The former neighbors, the extended family members, everyone that used to be part of Mahdi’s community is scattered to a different spot: Tripoli, Akkar, the outskirts of Beirut. Anytime something happens, he tells me, without even thinking, as an inertial action you cannot oppose resistance to, they pick up the phone, contact everyone, ask are you good, are you fine, then wait for them to answer, or at least to make sure they received the message, that the double check of receipt reassures the most restless souls.
“It’s a tough situation, but I guess it’s suffered by all Lebanese.”
Instead, it is not. It would be better, in times like this, for the Zarakets – and for any other family – to stay close to each other, all together: but it’s hard. Not only are the rents skyrocketing, but there’s so much demand that apartments get booked in a matter of minutes. “I find a suitable apartment for us, I call, they tell me: try again in fifteen minutes. And when I try, the house is gone. Rented to someone else,” Mahdi explains.
“They ask if we’re neshin, displaced from the south. And when I answer yes – no, we have nothing available. And the thing is that beyond my work in a French corporate company, I graduated from the Amjad High School, in Choueifat, with students from different faiths. My close friends are from all religions, I travelled several times to Europe, I’ve been in Germany, Spain, Belgium. I am not narrow-minded. Everything about me states that I’m not… You know what I mean.” He means – he’s not a militiaman. “I’m a young man, I’m 23, I work in a French company. What else do you need to know? That should be enough. I’ve never been treated this way before.”
On the same day Mahdi and his family were illegally kicked out from the house they rented in Achrafieh, his uncle faced a similar outrage in Tripoli, where his landlord threatened him to get out of the house – or he would have raised the rent to 5,000 dollars. In Saoufar, Mount Lebanon, the same happened to one of his childhood friends: she’s been told to leave, just because Shiite. And it does not end here. The level of sectarian violence in areas of the country considered safe – safe from Israeli bombardments, not from other forms of aggression – has reached the point where another of Mahdi’s neighbors, also in Tripoli, when arrived in Saht en-Nour square, the neck tattooed with a calligraphy of Imam Ali – one of the most obvious religious symbols of Shiism – was said, verbatim: hide your tattoo, or I will break your neck. Five other people approached him and started threatening him, so his wife began to shout, and the van driver moved them somewhere safer.
Not to mention that mini-buses were taking more than 30 dollars per person to get people out of Dahieh, when the strikes’ escalation suddenly began – and the landlords ‘human enough’ to accept Shiite, for example in Chouf, are now asking rents as expensive as 6,000 dollars per month, or 3,000 with six months to pay in advance and 1,000 as deposit. “I’m not going to pay 20,000 dollars for a place that will probably get bombed,” says Mahdi. “The offensor is Israel, not us.
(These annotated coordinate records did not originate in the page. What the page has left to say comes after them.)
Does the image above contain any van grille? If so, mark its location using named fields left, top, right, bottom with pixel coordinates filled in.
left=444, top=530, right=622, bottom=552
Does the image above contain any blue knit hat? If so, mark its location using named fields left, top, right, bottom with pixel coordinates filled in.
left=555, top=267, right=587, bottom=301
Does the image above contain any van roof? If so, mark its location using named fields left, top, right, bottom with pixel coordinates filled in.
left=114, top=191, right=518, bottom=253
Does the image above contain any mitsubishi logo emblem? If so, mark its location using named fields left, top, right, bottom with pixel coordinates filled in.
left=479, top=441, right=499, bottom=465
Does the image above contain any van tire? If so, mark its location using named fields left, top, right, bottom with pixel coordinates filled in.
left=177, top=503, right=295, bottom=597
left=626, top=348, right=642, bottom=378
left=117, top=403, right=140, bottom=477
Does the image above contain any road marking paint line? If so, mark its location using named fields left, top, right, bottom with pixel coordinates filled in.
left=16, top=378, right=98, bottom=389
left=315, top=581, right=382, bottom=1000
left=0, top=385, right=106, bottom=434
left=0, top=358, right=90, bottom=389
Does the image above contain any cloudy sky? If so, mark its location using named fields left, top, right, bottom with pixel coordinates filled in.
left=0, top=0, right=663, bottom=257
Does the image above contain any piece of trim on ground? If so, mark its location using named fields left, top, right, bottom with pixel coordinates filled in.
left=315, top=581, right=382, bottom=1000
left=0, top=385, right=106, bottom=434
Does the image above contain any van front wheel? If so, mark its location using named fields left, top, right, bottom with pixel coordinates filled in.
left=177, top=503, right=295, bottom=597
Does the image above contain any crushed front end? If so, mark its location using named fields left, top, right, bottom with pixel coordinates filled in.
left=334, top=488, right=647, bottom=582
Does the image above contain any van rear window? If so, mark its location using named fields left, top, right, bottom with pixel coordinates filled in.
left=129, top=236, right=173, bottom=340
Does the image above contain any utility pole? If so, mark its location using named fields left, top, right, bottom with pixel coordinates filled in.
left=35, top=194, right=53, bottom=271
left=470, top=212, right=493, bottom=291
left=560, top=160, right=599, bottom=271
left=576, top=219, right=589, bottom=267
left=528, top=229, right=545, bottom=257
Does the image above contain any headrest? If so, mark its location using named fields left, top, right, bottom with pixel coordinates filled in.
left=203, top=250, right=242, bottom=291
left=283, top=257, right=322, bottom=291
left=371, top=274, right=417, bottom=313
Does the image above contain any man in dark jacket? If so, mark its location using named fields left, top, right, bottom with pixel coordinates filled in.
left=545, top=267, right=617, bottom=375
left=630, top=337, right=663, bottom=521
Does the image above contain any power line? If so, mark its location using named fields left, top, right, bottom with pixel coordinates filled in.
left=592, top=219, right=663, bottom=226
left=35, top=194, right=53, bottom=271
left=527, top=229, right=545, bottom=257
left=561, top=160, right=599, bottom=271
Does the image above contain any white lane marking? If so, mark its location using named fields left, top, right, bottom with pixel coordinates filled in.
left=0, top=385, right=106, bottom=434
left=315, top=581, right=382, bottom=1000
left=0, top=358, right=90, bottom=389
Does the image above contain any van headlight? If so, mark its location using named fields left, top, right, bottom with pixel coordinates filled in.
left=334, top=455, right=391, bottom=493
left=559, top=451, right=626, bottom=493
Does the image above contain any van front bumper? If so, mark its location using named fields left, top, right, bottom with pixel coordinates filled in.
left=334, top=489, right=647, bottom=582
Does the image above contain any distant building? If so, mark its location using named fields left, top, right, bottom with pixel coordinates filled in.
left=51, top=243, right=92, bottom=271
But whoever takes advantage of our catastrophe, to me, they’re like Israelis. If they invade south Lebanon, they won’t stop. Just as they did in Palestine. This matter concerns every Lebanese, yet some of us seem not to understand.”
A known story
“We’re from Markaba. You know Palestine? There’s Palestine, Odaisseh, and then Markaba, right on the borders. We have a house there, but since the war started we haven’t been able to go, so we don’t know if it’s still standing,” the young man recalls, while showing a map of the border areas, barely believing that the ground invasion has indeed begun, the war being fought, inside the Lebanese territory, at this same time while we speak.
In Mahdi’s gaze there is the incredulity of someone who witnesses a historical moment with the awareness of its exceptionality: grown up with his parents and grandparents’ memories of the civil war, he knows, now, that tomorrow it will be his turn to tell similar stories to the children and the grandchildren. “If we survive,” he adds with cynicism.
“The elderly know. A few days ago, my grandmother was recalling the days of the Israeli occupation, she still remembers clearly how they used to threaten them, even if they were just children, how suddenly they would enter their houses and search, and they had no more space. It’s the reality of the occupation. That’s why older people don’t care about dying as much as they do about preventing the occupation from happening again. They know the grief of occupation, they know how to deal with it: we were raised with the idea of the liberation and safety of our land, above all.”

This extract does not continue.